The selloff in the market in the past few weeks has wiped out over £20 billion from recently listed stocks that include leading ones like One97 Communications (Paytm), FSN E-Commerce Ventures (Nykaa), Zomato, PB Fintech (PolicyBazaar) and CarTrade. However, Nazara Technologies, a gaming company that is backed by billionaire investor Rakesh Jhunjhunwala, has remained mostly insulated from the recent rout in tech-enabled, consumerfacing companies.
Since listing a little over two months ago, Paytm, the digital money transfer pioneer in India, has lost nearly half its value to a current market capitalisation of £5.94 billion. Worse, from its IPO price of Rs 2,150, at the current market price of Rs 917 on the BSE, it has lost over 57% of its value. Similarly, Zomato lost 20% and closed at the lower circuit, while Nykaa, after dipping to its life-low of Rs 1,693 during the day, closed at Rs 1,735. These two stocks are still trading at a premium to their respective IPO prices, while Paytm, CarTrade and PolicyBazaar are in the red.
Six tech-enabled, new age companies that listed in 2021 have together lost about £12 billion in market cap since listing. Nazara Tech, on the other hand, is still in the greenwith its market cap up nearly £300 million since debut.

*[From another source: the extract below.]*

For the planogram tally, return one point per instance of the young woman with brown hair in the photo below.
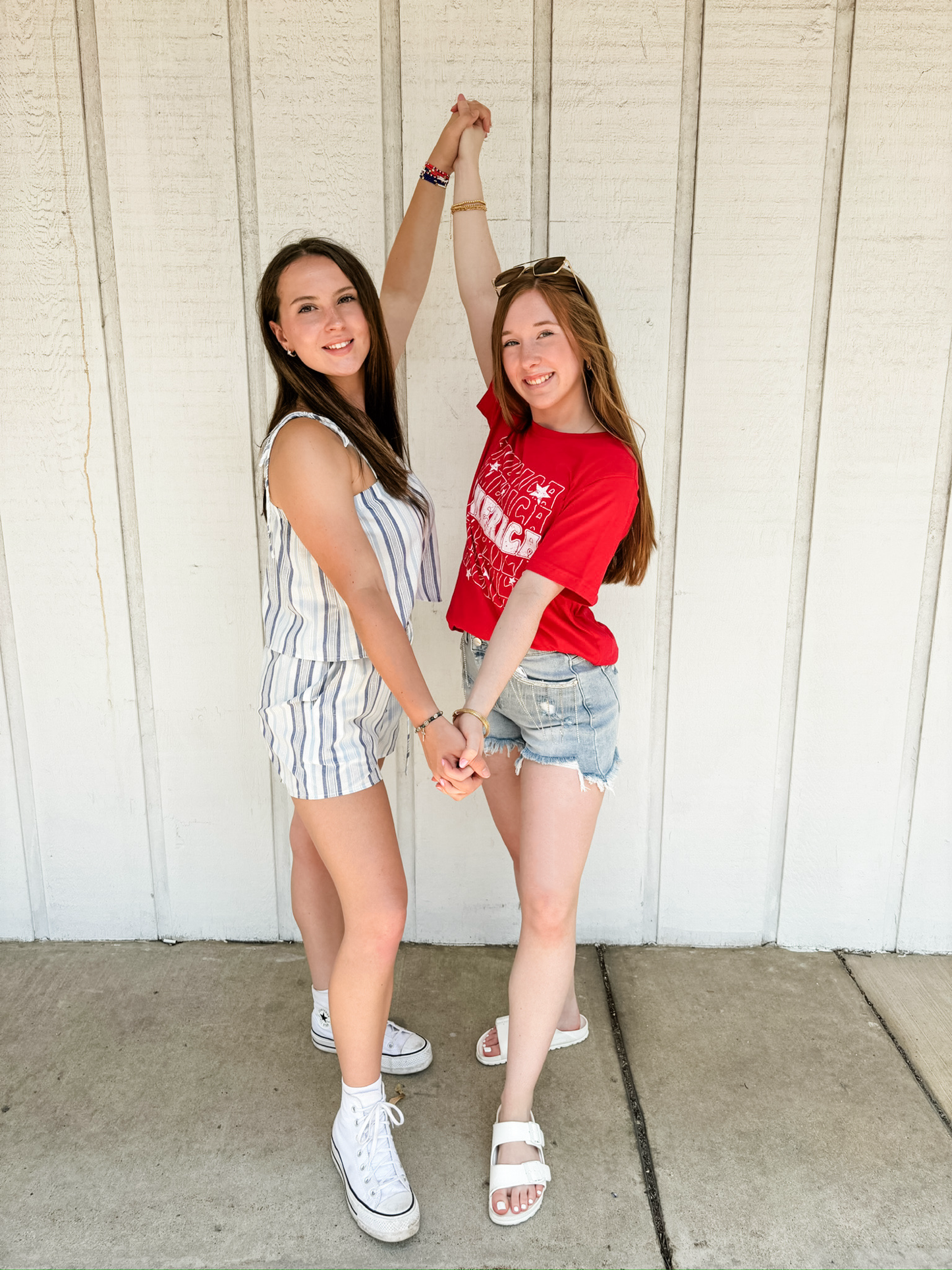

The selloff in the Indian market in these stocks is partially due to the recent tech rout in the US markets, traders said. In the US, the Nasdaq Composite index is down a little over 18% and could technically enter bear territory if it falls 20% or more from its recent peak in mid-November. There, experienced fund managers are moving from stocks of companies that offer high growth opportunities to those of established businesses, called value stocks. A similar trend is observed in India too, analysts said.